Para Smith, as três virtudes fundamentais se desenvolvem no âmbito individual, mas também nas relações humanas e, sendo o mercado um grande conjunto de relações humanas motivadas pela troca, as virtudes devem ser desenvolvidas também no mercado. É urgente redescobrir as virtudes fundamentais smithianas no contexto de uma sociedade de mercado que erode as relações sociais, atomiza os indivíduos e ignora, quando não despreza, o cultivo das virtudes, a dignidade humana e a busca pelos bens mais elevados, não materiais.

Aos que acusam Smith de ser uma espécie de antecessor do utilitarismo, defensor irrestrito do que viria a ser chamado de “capitalismo”, vale lembrar que Joseph Schumpeter o acusou de ser um “moralista” por jamais dissociar à economia da ética ou da política.

Smith, sem dúvida alguma, era um grande defensor do livre mercado e, em muitos aspectos do laissez-faire, mas nem por isso nutria simpatia automática pelo homem de negócios. Defendia a desregulação das trocas e das relações de trabalho pois acreditava que assim se alcançaria o interesse geral, em especial para os pobres, que mereceram muita atenção em seus escritos. Defendia, por vezes, a ação egoísta, mas por que essa criaria, mesmo que involuntariamente, um benefício coletivo.

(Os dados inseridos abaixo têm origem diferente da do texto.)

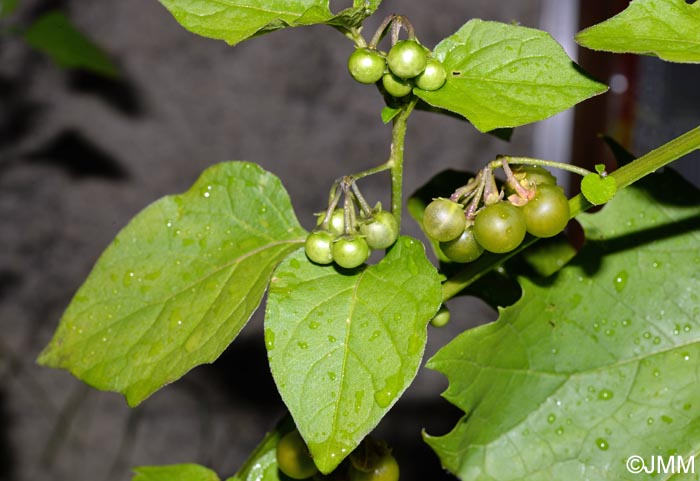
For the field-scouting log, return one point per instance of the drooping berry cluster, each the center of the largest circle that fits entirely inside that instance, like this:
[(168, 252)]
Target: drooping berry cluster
[(477, 218), (344, 237), (407, 64)]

A lição mais importante que deve ser aprendida a partir da união de A teoria dos sentimento morais com Uma investigação sobre a natureza e as causas das riquezas das nações é que as benesses do livre mercado não podem ser alcançadas em um vácuo de valores morais, pelo contrário, dependem do cultivo de virtudes, da solidariedade, de um forte sentimento ético. Apenas uma sociedade formada por indivíduos com bons julgamentos éticos, benevolentes, justos e prudentes está preparada e é merecedora da liberdade.

Referências:

SMITH, Adam. The theory of moral sentiments. J. Richardson, 1822.

SMITH, Adam; STEWART, Dugald. An Inquiry into the Nature and Causes of the Wealth of Nations. Homewood, Ill: Irwin, 1963.